Factors like grade, tumour size, nodal involvement, perineural invasion, pancreatic invasion and negative margins have been linked to outcomes in patients with duodenal adenocarcinoma.3,12,22-26 Although prognostic factors were not determined in the present study, but patients with a median survival >24 months after resection were separately analysed. All the 3 patients had well-differentiated tumours, absence of perineural invasion, negative surgical margins and no pancreatic invasion. Distant relapse is the most common type of relapse in patients with duodenal adenocarcinoma and is seen in 59-92% patients.5,15,26,27 Liver was the first site of relapse in all patients in the current study.

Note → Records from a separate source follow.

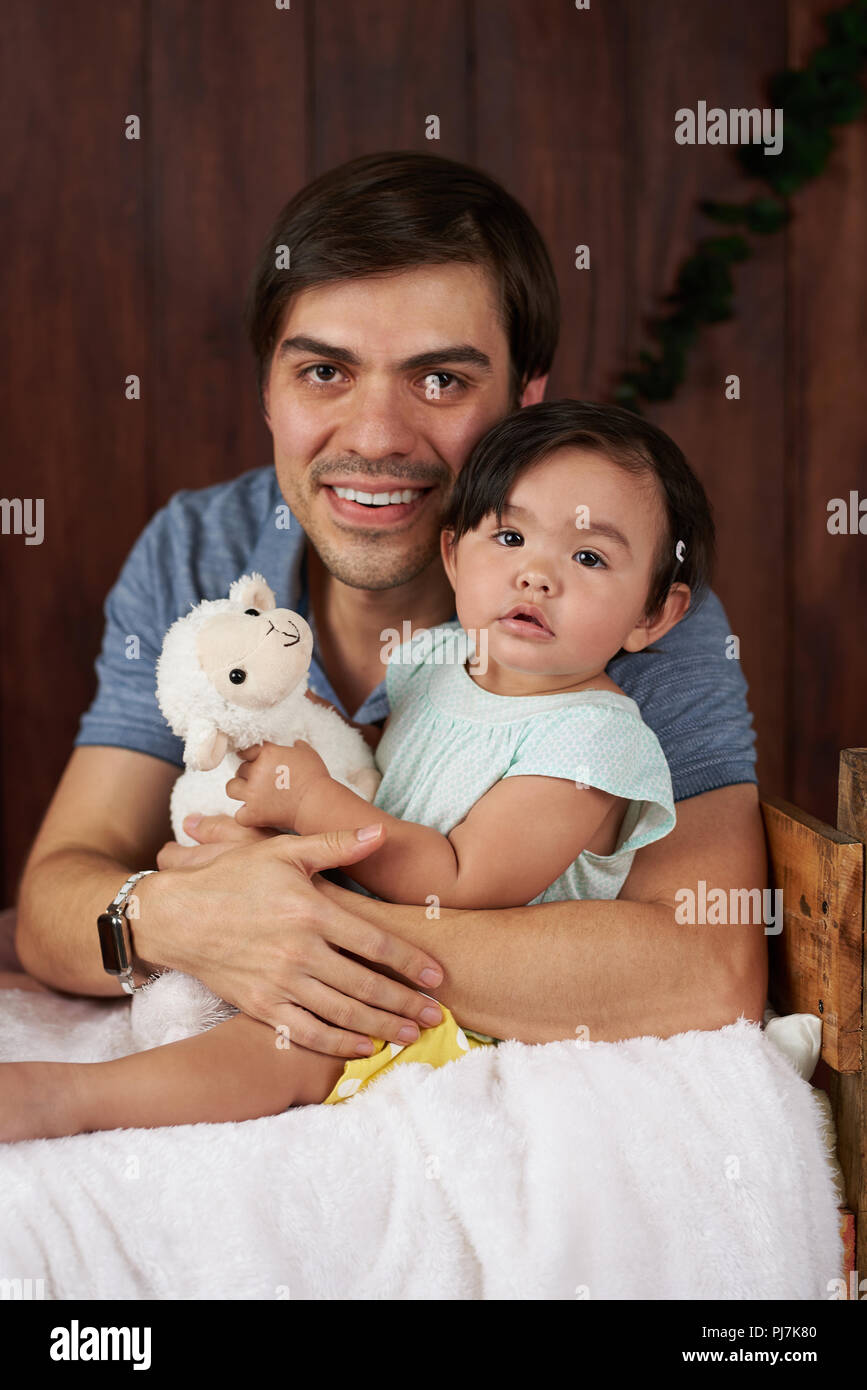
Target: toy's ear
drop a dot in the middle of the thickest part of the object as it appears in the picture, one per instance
(253, 591)
(204, 747)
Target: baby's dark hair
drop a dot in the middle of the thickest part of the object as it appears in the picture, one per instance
(631, 442)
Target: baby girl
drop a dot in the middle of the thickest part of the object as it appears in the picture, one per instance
(514, 770)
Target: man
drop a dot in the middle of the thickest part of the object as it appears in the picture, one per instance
(402, 305)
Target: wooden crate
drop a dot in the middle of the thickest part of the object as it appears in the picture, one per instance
(817, 963)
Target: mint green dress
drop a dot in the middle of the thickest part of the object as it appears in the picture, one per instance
(448, 741)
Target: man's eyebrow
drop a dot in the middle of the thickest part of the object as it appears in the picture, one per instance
(459, 353)
(595, 528)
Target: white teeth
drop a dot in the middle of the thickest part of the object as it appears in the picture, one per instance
(378, 499)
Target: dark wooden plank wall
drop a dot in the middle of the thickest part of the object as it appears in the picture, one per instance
(134, 257)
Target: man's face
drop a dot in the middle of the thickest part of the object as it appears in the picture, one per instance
(382, 385)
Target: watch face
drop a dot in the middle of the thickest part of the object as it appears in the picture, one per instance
(113, 941)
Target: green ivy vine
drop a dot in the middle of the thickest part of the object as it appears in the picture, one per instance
(827, 92)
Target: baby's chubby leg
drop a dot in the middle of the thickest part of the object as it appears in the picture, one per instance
(238, 1070)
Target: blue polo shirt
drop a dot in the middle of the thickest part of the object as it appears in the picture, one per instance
(688, 691)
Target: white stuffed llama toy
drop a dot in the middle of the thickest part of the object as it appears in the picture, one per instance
(234, 673)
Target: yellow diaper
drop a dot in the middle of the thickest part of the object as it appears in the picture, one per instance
(434, 1047)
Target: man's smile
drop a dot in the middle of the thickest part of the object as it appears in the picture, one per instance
(382, 502)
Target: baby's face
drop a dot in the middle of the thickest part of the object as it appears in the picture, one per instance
(556, 551)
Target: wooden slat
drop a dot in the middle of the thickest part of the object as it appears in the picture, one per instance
(849, 1091)
(817, 958)
(74, 324)
(229, 99)
(827, 330)
(675, 54)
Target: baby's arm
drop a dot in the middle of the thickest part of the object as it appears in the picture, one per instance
(239, 1070)
(513, 843)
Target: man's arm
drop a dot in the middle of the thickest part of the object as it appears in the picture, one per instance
(620, 968)
(256, 930)
(107, 818)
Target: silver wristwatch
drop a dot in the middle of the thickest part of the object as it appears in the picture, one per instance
(116, 941)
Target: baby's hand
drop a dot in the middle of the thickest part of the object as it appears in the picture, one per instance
(271, 781)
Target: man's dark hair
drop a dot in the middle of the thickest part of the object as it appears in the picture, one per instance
(631, 442)
(398, 210)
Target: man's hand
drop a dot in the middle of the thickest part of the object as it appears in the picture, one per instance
(254, 926)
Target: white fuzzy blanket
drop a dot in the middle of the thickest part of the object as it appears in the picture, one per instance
(688, 1168)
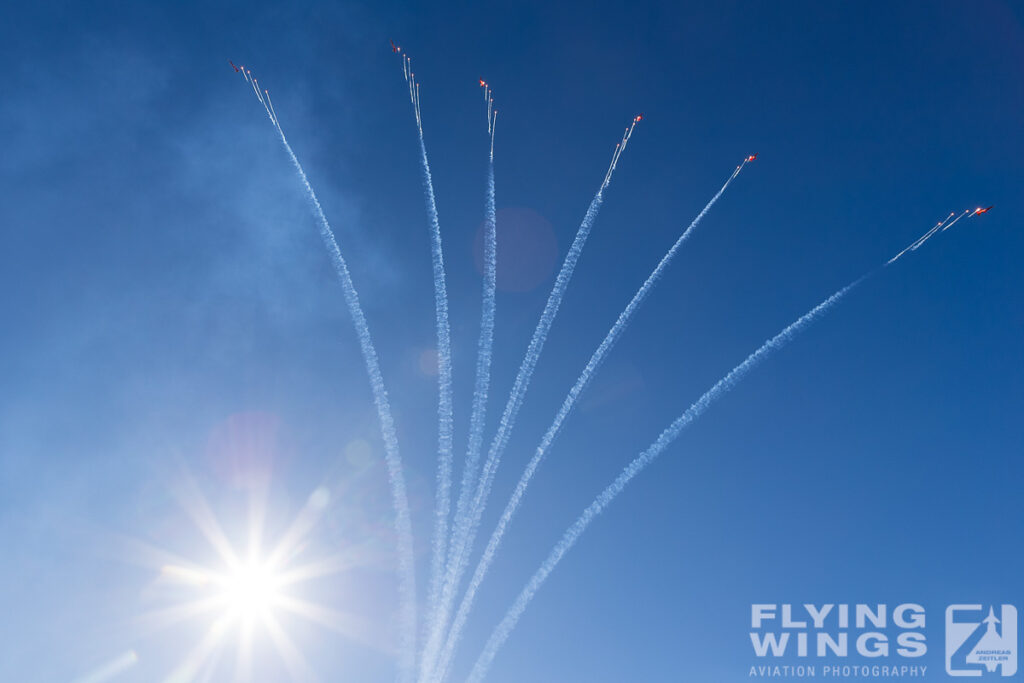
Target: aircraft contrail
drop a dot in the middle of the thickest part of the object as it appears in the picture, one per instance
(483, 355)
(582, 382)
(442, 502)
(392, 459)
(465, 532)
(484, 348)
(572, 534)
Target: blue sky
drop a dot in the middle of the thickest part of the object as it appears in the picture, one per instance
(169, 308)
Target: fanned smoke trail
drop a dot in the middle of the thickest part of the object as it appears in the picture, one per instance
(585, 377)
(572, 534)
(465, 530)
(396, 477)
(442, 502)
(483, 354)
(484, 348)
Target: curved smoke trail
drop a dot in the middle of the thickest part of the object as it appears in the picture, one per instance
(444, 411)
(435, 628)
(465, 531)
(407, 568)
(484, 348)
(582, 382)
(442, 502)
(572, 534)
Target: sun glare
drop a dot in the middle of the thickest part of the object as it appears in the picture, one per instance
(251, 591)
(248, 596)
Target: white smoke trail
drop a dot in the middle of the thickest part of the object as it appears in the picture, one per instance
(442, 502)
(582, 382)
(392, 459)
(465, 529)
(572, 534)
(916, 244)
(484, 348)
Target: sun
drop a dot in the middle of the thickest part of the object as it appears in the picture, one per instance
(245, 595)
(251, 591)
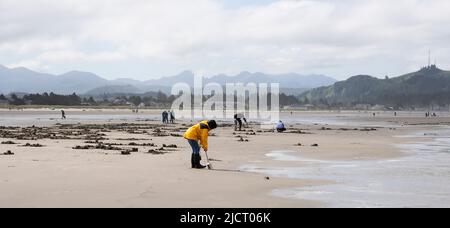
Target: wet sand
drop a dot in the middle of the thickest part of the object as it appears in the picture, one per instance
(124, 163)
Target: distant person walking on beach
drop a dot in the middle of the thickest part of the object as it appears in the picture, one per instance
(63, 115)
(165, 117)
(194, 135)
(172, 117)
(280, 127)
(237, 122)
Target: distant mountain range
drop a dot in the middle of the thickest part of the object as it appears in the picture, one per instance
(429, 86)
(27, 81)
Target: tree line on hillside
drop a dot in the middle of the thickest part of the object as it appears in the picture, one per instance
(159, 99)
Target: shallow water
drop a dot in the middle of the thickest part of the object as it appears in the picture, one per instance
(419, 180)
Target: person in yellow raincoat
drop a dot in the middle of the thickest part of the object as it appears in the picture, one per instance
(194, 135)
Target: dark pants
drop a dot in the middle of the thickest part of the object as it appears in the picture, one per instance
(236, 123)
(195, 146)
(281, 130)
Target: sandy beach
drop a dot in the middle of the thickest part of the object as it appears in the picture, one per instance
(111, 158)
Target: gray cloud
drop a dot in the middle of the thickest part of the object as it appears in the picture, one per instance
(161, 37)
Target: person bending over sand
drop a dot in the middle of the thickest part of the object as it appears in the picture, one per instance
(280, 127)
(196, 133)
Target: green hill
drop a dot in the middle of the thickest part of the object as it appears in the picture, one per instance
(429, 86)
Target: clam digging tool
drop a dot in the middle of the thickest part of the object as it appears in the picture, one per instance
(207, 159)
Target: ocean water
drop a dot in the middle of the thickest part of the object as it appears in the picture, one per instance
(420, 179)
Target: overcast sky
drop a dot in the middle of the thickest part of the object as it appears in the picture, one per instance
(145, 39)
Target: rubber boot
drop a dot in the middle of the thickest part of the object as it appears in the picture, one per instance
(197, 162)
(193, 163)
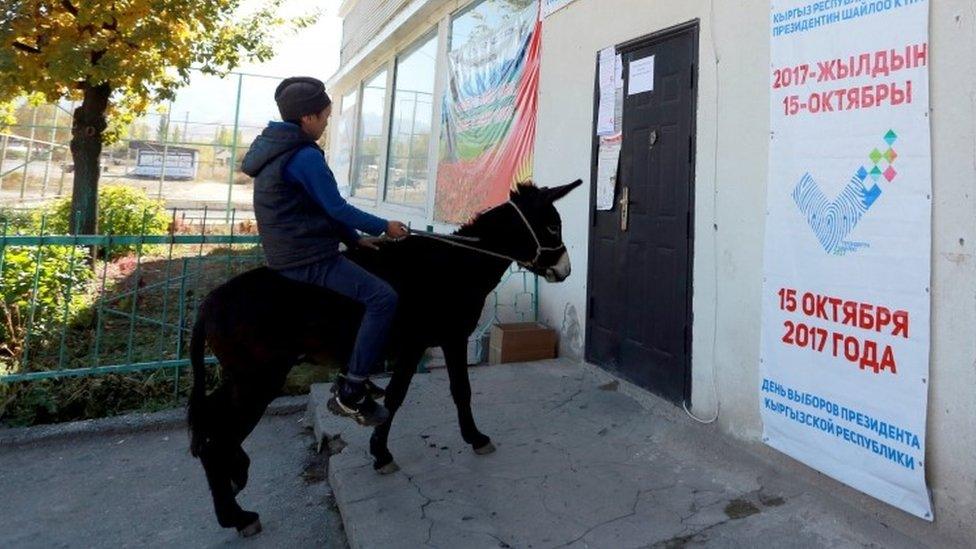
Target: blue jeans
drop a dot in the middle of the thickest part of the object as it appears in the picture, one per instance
(345, 277)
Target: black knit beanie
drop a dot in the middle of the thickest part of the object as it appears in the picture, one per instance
(301, 95)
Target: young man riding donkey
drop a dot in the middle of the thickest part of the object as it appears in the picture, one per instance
(312, 301)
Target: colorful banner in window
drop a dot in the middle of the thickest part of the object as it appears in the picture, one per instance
(847, 262)
(488, 118)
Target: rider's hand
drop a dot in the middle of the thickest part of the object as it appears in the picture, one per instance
(396, 230)
(369, 242)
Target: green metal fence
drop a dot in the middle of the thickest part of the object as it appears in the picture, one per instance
(71, 308)
(185, 150)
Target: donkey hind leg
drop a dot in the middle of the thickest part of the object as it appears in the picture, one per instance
(455, 354)
(236, 409)
(396, 390)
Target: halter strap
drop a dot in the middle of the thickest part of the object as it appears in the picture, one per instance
(458, 240)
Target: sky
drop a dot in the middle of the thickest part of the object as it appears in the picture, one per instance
(208, 102)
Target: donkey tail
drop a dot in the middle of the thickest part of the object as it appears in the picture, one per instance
(196, 410)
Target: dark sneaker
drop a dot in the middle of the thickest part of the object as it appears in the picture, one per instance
(353, 402)
(373, 390)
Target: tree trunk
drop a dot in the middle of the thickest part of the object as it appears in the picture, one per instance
(86, 150)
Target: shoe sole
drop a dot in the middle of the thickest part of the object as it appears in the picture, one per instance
(338, 409)
(378, 394)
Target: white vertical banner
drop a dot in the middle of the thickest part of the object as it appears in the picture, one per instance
(551, 6)
(845, 325)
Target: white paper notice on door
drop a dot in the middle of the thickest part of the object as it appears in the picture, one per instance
(606, 171)
(641, 76)
(607, 106)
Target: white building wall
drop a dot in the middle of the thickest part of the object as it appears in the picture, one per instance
(730, 186)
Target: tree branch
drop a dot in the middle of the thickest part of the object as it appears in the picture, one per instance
(24, 47)
(66, 4)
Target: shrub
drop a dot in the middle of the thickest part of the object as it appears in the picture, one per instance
(62, 275)
(121, 211)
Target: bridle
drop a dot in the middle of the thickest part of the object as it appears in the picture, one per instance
(459, 241)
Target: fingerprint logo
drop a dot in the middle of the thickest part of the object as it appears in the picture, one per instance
(832, 221)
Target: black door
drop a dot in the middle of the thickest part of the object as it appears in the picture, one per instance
(639, 306)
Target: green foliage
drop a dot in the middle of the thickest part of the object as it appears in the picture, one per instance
(41, 288)
(121, 211)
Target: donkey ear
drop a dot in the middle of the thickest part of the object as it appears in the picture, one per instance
(556, 193)
(523, 188)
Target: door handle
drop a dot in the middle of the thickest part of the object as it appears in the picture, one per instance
(624, 208)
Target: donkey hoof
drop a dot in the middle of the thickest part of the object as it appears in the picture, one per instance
(388, 469)
(252, 529)
(486, 449)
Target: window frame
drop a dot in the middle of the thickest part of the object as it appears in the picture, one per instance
(413, 47)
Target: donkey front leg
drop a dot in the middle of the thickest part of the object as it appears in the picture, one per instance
(396, 391)
(455, 353)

A limitation of the study was its retrospective nature and small sample size which stems from the rarity of this pathology. Since only patients who underwent PD were included, comparison with other surgical options like segmental resection could not be made. Also, since we reviewed only patients with peri-ampullary tumours, outcome of duodenal adenocarcinoma in the 1st, 3rd or 4th portion could not be determined.


Conclusion

The controversial role and extent of surgery in duodenal adenocarcinoma stems from its low incidence and late presentation. PD provides effective relief of symptoms and acceptable DFS and OS in patients who undergo successful resection with favourable prognostic variables in peri-ampullary duodenal adenocarcinoma.